About a kilometer and a half west of the village, over the first serious dune, lies Canto do Atins - a tiny settlement inside the national park known for two family-run restaurants competing across a sand-street divide. The older of the two is Luzia's, famous for barbecued shrimp. After eight years of working alongside her, Luzia's sister-in-law opened a rival restaurant named after her husband, Antônio - Luzia's brother. The family feud is discussed openly, and with humor, by anyone who spends more than a day in Atins. There is no electricity in the settlement. Rooms go for about R$50 a night. Reaching Canto do Atins takes most people 90 minutes on foot; the alternative is a four-wheel-drive or quadbike ride along the beach, best attempted at low tide.
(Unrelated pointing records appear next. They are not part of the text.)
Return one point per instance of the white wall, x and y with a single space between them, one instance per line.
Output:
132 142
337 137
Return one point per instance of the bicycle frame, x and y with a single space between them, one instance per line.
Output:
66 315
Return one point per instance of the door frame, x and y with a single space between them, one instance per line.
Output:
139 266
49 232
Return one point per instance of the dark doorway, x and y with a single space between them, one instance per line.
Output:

The Rhythms of a Remote Village

Getting in and out of Atins requires deliberate effort. Four-wheel-drive trucks make the hour-and-a-half run to Barreirinhas morning and early afternoon, charging around R$25 as of recent years. Boats leave Barreirinhas for Atins at midday and return in early afternoon, a one-hour trip on the Rio Preguiças for roughly R$50. From Jericoacoara, it is seven hours overland to Caburé followed by a ten-minute river crossing. Groceries are expensive and limited, so seasoned travelers shop in Barreirinhas before arriving. Pousada owners, the story goes, pressure the village to keep nightlife quiet so their guests can sleep - but even they have not managed to quiet the enthusiastic evening services at the main intersection's church, which still carry on undiminished. Only the beachfront bars occasionally host live music. You come to Atins to ride the wind, walk the dunes, and remember that a life without mobile signal is still a life.

From the Air

Located at 2.57°S, 42.74°W at near sea level on the estuary of the Rio Preguiças, Atins sits at the eastern edge of Lençóis Maranhenses National Park. The village has no airport of its own; the nearest commercial field is São Luís - Marechal Cunha Machado International (SBSL), roughly 270 kilometers west. Barreirinhas maintains a small landing strip (SNBR) about 40 kilometers southwest, served by Azul flights from São Luís, Fortaleza, Jericoacoara, and Parnaíba on select days. From cruising altitude, Atins is a small cluster of buildings at the boundary between the white-dune complex of Lençóis Maranhenses and the blue-green sweep of the Atlantic coast. Steady onshore winds make low approaches to the local airstrip challenging; expect 15-30 knot crosswinds from July through December.